Puis dans une déclaration commune, les négociateurs ont affirmé que "l'Ukraine soutient la proposition américaine d’un cessez-le-feu de 30 jours dans la guerre avec la Russie". L'expression utilisée semble aller plus loin que l'arrêt des hostilités en mer et dans les airs qui était proposé par Londres et Paris, et que Volodymyr Zelensky avait repris à son compte.

Ce cessez-le-feu, dit la déclaration finale, "pourrait être prolongé d’un commun accord entre les parties, conditionné à son acceptation et à sa mise en œuvre par la fédération de Russie", formule que Donald Trump a résumée depuis les jardins de la Maison Blanche, devant une Tesla : "Il s'agit d'un cessez-le-feu total que l'Ukraine a accepté. Et nous espérons que la Russie fera pareil. Nous devons maintenant nous adresser à la Russie et espérer que le président Poutine l'acceptera également. Si nous parvenons à obtenir l'accord de la Russie, ce sera formidable."
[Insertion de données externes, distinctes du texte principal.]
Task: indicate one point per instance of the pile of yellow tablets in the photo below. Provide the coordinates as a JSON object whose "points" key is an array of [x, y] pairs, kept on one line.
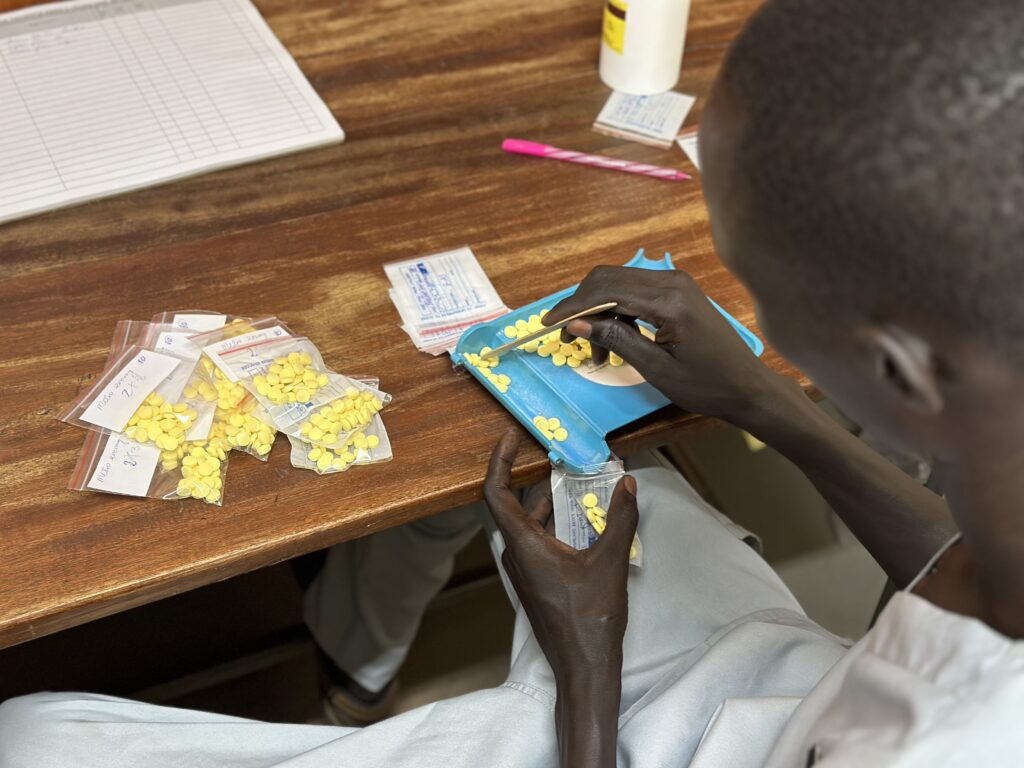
{"points": [[551, 428], [291, 379], [161, 423], [483, 365], [572, 353], [202, 474], [354, 411]]}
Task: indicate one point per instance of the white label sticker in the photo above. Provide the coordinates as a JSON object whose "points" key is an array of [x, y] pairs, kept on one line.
{"points": [[199, 323], [178, 343], [125, 467], [652, 120], [124, 393], [214, 350]]}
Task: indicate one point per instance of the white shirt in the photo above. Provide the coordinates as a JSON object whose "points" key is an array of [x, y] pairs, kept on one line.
{"points": [[925, 688]]}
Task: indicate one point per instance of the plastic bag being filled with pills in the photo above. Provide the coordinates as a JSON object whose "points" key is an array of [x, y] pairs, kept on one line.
{"points": [[581, 503]]}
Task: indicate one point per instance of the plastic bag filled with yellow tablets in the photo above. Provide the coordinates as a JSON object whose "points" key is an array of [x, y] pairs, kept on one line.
{"points": [[302, 396], [368, 444], [144, 395], [581, 503], [114, 464]]}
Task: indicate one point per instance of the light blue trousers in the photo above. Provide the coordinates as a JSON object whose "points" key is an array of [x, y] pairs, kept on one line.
{"points": [[712, 632]]}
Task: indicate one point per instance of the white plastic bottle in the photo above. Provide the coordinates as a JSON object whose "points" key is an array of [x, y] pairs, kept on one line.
{"points": [[642, 44]]}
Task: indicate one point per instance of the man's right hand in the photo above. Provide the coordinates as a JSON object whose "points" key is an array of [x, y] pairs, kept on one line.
{"points": [[696, 358]]}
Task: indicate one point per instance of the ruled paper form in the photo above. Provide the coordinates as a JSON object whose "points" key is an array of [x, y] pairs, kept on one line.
{"points": [[101, 96]]}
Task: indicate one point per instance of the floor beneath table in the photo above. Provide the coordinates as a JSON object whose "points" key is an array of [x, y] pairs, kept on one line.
{"points": [[464, 642], [239, 646]]}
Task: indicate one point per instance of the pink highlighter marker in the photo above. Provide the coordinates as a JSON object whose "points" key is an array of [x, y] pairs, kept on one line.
{"points": [[521, 146]]}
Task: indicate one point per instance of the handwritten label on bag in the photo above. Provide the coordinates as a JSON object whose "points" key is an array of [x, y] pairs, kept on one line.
{"points": [[178, 343], [125, 467], [214, 350], [123, 394], [199, 323]]}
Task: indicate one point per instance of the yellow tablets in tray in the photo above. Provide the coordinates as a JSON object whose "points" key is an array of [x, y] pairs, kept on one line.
{"points": [[551, 428], [291, 379], [572, 353], [483, 365], [341, 416]]}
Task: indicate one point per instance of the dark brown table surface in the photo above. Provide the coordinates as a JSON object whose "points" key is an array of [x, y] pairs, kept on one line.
{"points": [[426, 92]]}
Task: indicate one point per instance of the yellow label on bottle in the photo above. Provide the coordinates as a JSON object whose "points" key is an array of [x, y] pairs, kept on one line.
{"points": [[613, 31]]}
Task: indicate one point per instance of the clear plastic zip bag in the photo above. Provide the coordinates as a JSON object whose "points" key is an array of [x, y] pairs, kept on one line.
{"points": [[369, 445], [303, 397], [140, 384], [113, 464], [581, 503]]}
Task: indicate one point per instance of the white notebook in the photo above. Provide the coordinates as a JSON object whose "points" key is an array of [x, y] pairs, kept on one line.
{"points": [[101, 96]]}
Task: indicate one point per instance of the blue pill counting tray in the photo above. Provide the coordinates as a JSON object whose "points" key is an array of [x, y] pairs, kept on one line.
{"points": [[589, 400]]}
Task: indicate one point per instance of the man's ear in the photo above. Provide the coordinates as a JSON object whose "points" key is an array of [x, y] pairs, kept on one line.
{"points": [[907, 365]]}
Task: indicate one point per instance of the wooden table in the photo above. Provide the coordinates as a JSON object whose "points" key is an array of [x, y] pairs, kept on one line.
{"points": [[426, 92]]}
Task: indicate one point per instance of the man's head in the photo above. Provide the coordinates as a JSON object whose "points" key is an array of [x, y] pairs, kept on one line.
{"points": [[864, 169]]}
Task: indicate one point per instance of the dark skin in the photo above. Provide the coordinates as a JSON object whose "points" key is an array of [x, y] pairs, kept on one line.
{"points": [[926, 386], [576, 601]]}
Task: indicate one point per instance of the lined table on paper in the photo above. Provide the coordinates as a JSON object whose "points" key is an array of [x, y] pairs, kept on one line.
{"points": [[101, 96]]}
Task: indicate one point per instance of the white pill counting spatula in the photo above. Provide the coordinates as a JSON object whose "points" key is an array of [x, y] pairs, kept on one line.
{"points": [[548, 329]]}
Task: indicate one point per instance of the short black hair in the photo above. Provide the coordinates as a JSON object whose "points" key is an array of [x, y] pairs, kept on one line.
{"points": [[884, 152]]}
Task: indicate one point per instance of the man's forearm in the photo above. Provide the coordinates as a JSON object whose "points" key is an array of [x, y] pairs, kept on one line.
{"points": [[898, 520], [587, 720]]}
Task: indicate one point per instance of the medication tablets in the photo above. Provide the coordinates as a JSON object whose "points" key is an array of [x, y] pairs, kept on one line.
{"points": [[483, 365], [551, 428], [572, 353], [340, 417], [290, 379]]}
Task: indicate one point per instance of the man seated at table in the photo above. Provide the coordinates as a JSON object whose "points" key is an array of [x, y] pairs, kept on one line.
{"points": [[864, 171]]}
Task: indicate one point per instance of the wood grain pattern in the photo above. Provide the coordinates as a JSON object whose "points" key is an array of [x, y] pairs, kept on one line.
{"points": [[426, 92]]}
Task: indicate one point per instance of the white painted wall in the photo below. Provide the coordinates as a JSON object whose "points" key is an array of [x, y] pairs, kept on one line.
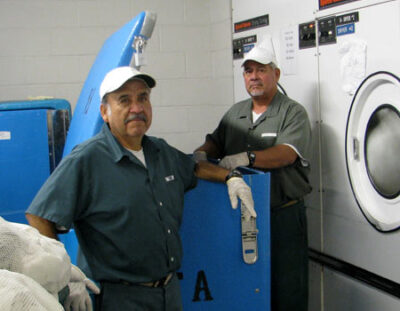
{"points": [[48, 46]]}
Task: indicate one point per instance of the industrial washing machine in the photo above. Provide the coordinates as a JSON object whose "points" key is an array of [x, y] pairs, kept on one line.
{"points": [[344, 68]]}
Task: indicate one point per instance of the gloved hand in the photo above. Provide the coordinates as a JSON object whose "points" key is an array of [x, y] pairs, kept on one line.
{"points": [[238, 188], [199, 156], [78, 298], [235, 160], [78, 276]]}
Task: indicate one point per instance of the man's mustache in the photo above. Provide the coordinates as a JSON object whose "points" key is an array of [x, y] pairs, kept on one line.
{"points": [[136, 116]]}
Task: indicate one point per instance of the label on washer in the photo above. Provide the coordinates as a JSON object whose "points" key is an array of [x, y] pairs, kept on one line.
{"points": [[5, 135], [345, 30]]}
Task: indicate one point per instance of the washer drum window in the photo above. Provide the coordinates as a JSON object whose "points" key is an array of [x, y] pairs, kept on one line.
{"points": [[373, 150]]}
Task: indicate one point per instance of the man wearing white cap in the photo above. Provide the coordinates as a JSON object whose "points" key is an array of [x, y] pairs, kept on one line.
{"points": [[123, 192], [271, 132]]}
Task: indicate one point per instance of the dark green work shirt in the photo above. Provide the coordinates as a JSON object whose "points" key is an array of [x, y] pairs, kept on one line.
{"points": [[126, 216], [284, 122]]}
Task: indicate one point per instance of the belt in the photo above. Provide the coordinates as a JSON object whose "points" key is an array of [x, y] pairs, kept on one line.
{"points": [[159, 283], [290, 203]]}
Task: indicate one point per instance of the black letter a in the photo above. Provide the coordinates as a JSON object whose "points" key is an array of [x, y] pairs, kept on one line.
{"points": [[201, 277]]}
On observe donc que les tractations se font par l'intermédiaire des USA - il n'y a pas encore de discussions directes entre Kiev et Moscou. Et désormais, la balle est dans le camp du Kremlin, avec cette formule inédite prononcée par le secrétaire d'État Marco Rubio : "L’Ukraine a fait un pas, nous espérons que la Russie en fera un à son tour." C'est la première fois que les Américains réclament publiquement un engagement de la Russie et de Vladimir Poutine. "S’ils disent non, conclut Marco Rubio, alors nous saurons malheureusement quel est l’obstacle à la paix."
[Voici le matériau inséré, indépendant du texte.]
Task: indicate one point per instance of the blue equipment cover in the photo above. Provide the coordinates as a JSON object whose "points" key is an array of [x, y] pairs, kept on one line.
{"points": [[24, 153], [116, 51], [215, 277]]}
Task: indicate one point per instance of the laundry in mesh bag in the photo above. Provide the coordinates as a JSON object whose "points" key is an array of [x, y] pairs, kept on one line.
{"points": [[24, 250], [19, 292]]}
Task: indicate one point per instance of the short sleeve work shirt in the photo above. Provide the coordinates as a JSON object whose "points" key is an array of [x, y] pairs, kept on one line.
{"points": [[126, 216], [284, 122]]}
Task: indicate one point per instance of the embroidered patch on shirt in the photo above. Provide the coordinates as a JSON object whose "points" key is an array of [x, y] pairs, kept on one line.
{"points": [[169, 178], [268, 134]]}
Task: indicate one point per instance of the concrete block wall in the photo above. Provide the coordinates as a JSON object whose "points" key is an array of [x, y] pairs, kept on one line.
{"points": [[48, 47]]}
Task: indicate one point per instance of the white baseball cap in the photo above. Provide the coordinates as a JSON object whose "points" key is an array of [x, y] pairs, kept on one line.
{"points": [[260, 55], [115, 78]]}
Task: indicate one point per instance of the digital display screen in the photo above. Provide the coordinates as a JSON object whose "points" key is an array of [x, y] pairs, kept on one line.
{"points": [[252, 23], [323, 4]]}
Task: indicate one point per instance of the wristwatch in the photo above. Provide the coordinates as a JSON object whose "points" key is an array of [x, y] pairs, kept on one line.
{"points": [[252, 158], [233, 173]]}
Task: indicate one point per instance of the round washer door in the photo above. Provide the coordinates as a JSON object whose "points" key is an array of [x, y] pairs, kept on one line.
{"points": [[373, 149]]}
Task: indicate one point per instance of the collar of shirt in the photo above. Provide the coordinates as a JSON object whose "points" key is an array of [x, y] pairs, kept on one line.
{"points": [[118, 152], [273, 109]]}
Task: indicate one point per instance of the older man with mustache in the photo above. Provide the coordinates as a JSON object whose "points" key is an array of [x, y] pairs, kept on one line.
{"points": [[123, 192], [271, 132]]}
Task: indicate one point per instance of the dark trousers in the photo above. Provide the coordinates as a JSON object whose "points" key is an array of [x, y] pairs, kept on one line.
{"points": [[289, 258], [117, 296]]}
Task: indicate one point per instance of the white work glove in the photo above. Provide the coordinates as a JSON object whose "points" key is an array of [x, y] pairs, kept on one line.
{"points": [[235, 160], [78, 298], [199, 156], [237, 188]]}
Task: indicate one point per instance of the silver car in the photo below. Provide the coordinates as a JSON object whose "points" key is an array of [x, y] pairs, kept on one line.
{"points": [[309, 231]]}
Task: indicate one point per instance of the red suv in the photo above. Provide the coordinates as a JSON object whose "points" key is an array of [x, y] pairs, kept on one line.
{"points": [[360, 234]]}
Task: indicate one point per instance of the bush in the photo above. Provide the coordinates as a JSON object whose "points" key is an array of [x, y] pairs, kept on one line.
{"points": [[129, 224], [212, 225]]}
Poursuite des attaques russes

Pour l'instant, au Kremlin, c'est le silence radio. Pas de réponse de Moscou pour le moment, mais un premier message envoyé la nuit dernière, dans les airs, avec ce missile tiré sur Odessa ou l'explosion d'un drone sur la ville de Dnipro.
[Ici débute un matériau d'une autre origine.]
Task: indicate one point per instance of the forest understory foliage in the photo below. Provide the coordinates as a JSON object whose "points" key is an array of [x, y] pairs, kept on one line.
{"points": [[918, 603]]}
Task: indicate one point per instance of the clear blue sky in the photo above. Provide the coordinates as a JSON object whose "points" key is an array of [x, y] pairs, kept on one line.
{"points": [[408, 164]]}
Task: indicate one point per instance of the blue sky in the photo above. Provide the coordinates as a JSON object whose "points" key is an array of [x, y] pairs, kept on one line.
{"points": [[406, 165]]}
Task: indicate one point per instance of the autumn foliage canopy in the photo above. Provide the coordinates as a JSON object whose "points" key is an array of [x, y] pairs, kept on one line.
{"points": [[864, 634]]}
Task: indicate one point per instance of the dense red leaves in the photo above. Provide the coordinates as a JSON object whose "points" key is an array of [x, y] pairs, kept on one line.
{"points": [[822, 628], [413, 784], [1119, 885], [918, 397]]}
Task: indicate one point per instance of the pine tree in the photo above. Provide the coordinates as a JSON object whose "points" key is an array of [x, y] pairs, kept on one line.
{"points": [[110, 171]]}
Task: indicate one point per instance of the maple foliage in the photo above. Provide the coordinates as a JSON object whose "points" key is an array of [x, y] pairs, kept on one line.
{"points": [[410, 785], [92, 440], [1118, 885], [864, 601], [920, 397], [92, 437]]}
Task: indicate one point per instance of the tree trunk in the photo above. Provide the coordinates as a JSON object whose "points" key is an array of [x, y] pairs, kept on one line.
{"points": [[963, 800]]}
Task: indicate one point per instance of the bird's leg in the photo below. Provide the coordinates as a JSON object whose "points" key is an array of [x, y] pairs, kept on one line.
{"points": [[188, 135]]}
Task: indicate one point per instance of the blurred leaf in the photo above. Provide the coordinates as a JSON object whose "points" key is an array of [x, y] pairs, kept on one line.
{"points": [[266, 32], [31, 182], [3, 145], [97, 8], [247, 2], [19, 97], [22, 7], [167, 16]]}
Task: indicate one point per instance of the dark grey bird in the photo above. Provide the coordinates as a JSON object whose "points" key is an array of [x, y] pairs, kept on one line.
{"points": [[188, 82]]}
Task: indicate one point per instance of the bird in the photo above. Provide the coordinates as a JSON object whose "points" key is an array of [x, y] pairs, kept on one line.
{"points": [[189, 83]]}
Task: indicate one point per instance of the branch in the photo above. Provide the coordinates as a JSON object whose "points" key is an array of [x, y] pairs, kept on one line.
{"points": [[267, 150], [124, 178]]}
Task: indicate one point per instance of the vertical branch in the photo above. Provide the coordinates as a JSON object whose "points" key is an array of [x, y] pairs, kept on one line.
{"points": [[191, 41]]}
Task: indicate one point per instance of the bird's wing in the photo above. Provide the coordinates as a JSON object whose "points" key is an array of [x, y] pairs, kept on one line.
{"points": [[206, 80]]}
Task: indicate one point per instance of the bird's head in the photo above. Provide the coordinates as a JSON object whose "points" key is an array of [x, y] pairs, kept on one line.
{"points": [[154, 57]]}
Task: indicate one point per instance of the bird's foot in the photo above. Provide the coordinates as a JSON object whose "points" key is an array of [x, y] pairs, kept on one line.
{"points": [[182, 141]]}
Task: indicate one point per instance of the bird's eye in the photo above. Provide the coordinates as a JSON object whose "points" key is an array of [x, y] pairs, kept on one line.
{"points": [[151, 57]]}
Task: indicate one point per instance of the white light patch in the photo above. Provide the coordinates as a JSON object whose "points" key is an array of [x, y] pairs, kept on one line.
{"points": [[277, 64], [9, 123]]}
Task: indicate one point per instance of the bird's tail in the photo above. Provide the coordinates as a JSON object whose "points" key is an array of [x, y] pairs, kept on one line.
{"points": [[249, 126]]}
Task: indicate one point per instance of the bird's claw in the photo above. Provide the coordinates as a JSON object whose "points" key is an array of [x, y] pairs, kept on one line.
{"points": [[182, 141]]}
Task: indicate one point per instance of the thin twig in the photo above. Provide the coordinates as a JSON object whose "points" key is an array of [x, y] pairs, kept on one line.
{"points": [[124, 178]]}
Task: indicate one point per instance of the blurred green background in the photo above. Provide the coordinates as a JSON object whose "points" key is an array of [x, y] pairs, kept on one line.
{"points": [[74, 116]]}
La Russie a continué ses opérations militaires avant de faire le moindre commentaire. Ce que l'on sait, c'est que Moscou répète ces dernières semaines ne pas vouloir d'une trêve, considérant être en position de force sur le front ces derniers temps, et présentant un arrêt provisoire des combats comme un "cadeau" offert à Kiev pour se réarmer.

Ce matin, des agences de presse évoquent un entretien téléphonique entre les chefs de la CIA et du renseignement extérieur russe. Donald Trump assure, lui, qu'il pourrait parler directement à Vladimir Poutine cette semaine, et son négociateur en chef, Steve Witkoff, pourrait aller dès demain à Moscou. La porte-parole de la diplomatie russe est plus évasive, elle "n'exclut pas des échanges dans les prochains jours".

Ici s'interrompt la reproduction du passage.